Low Water Causes Power Plant to Power Down

Low Water Causes Power Plant to Power Down
By: Arnold Wyrick
Tower Rock, IL - The mighty Mississippi River isn't looking so mighty these days. The long drought is taking a toll on the river. First it was barge traffic that virtually came to a standstill. Now the Ameren CIPS power plant in Grand Tower, is shutdown due to the dwindling river.
"The rivers been real low. And they haven't been able to get water into the intake. And they've hired a couple of guys to come out there with their bobcats, and track hoes to get water in there," says Rodney Mezo of Grand Tower.
Mezo's father has worked at the plant for the past 30 years. And says this is one of the lowest river levels he's seen during that time. And there's a back up plan in the works to get the plant back up and running.
"They're supposed to be dredging it out here in the next day or so. They're also working on putting a pipe together for that across the levee over there. It's just really low right now," Mezo said.
The problems with the vanishing river aren't limited to the power plant, some farmers are getting their silos empty anticipating more problems with the river.
"If it keeps going down we're going to have a difficult time. Because we don't have enough storage for everything we have in the fields.

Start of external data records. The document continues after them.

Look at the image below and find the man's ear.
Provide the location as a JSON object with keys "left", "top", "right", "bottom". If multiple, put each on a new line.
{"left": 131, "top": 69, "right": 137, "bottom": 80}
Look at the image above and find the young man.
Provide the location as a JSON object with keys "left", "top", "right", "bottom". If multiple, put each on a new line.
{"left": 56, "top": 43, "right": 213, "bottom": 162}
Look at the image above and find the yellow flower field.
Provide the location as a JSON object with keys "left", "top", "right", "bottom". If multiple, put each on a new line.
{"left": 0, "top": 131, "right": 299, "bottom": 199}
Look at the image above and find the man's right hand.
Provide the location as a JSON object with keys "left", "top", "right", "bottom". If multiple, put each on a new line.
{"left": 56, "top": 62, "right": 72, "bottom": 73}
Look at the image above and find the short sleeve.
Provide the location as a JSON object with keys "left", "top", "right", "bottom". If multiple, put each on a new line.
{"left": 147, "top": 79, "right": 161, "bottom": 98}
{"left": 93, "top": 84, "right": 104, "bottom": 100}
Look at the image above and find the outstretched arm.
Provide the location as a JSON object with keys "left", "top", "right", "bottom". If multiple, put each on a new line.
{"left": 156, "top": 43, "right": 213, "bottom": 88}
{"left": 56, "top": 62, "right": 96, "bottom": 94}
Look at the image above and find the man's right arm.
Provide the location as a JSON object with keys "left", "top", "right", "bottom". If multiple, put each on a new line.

And if they shut the river down, then I don't know what we'll do," says Jeremy Cobin a truck driver with Funk's Farm in Elkville, Illinois.
Cobin and several other trucks could be seen unloading at Bunge Corporation on Tuesday afternoon. But no barges were pulling up to the company to fill up.
Meanwhile a spokesperson with Ameren CIPS tells Heartland News they've had on and off again problems with drawing in enough water to keep the plant in Grand Tower running since July. But he did stress no customers have suffered due to the plant being shutdown.